Polish President Andrzej Duda, whose victory in May started Law & Justice’s push for power, on Tuesday vetoed the ratification of a 2012 United Nations agreement to extend pollution limits under the Kyoto Protocol, saying it needed more economic and legal analyses. Under that deal, the EU agreed to cut greenhouse gases 20 percent by 2020, in line with an already existing domestic target.

The parliament can overturn the veto with a three-fifths majority, and might do so once new studies have been considered.

The 2030 goal, which already includes some mechanisms to make emissions cuts less costly for countries in eastern Europe, is the EU’s contribution to a more recent UN deal that envoys aim to seal at a conference in Paris in December.

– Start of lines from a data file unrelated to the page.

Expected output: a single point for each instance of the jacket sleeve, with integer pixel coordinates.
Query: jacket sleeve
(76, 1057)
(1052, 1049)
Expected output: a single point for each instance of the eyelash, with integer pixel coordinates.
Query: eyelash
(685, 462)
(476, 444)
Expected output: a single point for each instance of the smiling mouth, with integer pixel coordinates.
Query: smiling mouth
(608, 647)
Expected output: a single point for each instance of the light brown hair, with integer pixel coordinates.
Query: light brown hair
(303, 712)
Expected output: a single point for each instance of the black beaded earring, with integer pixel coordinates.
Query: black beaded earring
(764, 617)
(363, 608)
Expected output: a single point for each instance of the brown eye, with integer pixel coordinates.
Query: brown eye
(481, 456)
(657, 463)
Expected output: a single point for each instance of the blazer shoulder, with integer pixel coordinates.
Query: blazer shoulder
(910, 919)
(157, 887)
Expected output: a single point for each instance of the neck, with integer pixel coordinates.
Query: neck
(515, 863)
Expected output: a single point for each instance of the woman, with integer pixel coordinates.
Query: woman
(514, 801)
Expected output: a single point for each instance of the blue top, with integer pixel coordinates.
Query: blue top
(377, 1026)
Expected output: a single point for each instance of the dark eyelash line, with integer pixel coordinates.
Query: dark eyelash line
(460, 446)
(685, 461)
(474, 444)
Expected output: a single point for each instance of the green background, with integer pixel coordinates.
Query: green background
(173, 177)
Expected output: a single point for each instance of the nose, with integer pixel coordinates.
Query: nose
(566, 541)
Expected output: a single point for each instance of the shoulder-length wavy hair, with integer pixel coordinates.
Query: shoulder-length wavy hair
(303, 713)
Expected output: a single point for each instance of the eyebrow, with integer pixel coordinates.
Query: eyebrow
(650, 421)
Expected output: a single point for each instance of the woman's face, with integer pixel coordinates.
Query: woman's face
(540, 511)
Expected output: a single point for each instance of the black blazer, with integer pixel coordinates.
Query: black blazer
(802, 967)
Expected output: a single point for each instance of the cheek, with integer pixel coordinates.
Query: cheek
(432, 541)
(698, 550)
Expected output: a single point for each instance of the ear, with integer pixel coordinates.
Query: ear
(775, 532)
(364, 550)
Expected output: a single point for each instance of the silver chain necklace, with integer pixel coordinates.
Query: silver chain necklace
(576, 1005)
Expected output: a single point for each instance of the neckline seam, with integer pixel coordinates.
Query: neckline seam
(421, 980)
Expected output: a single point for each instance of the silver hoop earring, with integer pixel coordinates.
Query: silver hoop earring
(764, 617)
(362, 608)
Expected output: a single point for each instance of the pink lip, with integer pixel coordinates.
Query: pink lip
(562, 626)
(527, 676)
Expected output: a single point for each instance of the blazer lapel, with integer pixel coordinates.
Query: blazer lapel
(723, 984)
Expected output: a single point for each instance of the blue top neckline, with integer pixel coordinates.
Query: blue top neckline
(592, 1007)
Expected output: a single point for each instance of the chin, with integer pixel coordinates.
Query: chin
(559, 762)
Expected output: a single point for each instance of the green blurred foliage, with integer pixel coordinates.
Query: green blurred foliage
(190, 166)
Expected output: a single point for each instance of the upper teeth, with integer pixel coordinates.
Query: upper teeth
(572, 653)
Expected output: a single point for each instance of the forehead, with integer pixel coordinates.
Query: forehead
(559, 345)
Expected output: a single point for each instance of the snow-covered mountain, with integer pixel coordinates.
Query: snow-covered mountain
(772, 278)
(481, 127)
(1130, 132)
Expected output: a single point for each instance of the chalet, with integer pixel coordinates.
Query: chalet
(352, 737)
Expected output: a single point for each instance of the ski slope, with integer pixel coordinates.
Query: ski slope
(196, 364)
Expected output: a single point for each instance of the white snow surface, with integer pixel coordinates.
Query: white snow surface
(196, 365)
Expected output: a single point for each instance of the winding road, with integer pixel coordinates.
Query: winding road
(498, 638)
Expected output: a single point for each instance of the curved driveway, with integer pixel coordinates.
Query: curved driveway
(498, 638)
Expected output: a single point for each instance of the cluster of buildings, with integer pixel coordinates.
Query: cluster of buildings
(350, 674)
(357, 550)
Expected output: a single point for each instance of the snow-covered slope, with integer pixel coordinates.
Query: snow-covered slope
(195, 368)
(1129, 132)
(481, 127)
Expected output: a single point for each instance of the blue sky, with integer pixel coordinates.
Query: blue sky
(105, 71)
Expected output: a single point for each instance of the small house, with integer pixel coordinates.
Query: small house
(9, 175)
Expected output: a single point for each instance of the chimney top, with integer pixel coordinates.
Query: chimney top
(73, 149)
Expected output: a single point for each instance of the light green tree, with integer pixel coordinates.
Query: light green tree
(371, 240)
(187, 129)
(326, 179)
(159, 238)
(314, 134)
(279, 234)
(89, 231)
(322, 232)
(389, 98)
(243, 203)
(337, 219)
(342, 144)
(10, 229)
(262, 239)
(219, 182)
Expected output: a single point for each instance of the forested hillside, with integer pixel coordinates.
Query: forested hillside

The EU climate and energy pact for the next decade won unanimous support from the bloc’s leaders in October last year. The political agreement was followed by a draft law proposed by the European Commission to accelerate the pace of carbon-dioxide reductions in the EU emissions trading system. In the first half of next year the commission is also due to put forward legislation on how to divide among member states the burden of pollution cuts outside the carbon market.

‘Strategic Problem’

It all adds up to a burden for the Polish economy and should never have been signed by the outgoing Polish government, according to Szymanski. Polish sticking points include the proposed involvement of the European Investment Bank in selecting projects eligible for EU aid under a modernization fund and the planned rules on carbon efficiency standards.

“Even if those were amended, we still have a strategic problem because even with all the things in the box we are not in a position to compensate the Polish energy sector and industry for the losses they will have to bear,” Szymanski said. “The opt-out scenario on the table shows the level of the difficulty to find a solution.”

Poland will not be able to foot the bill for emission reductions under the current plans, according to Law & Justice. EU allowances fell 0.4 percent to 8.63 euros a metric ton on Tuesday on the ICE Futures Europe exchange in London and analysts’ predictions of it tripling in the next decade are “conservative,” Szymanski said.

“We will be seeking adequate compensation mechanisms,” he said. “We will uphold proposals that have already been floated by the Polish industry and utilities. We won’t stop at measures already proposed under the package; we’ll go beyond that.”

Poland has a large potential to cut emissions by modernizing its aging coal-based energy generation, Szymanski said. While the country’s energy mix will be evolving to include a bigger share of renewables, the pace of change will need to be adjusted to the geographic, political and economic conditions, according to Law & Justice.

“Europe has to consider various ways of lowering pollution,” said Szymanski, who previously was a member of the European Parliament. “It seems to me that some industries abuse EU climate policies to strengthen their market position.”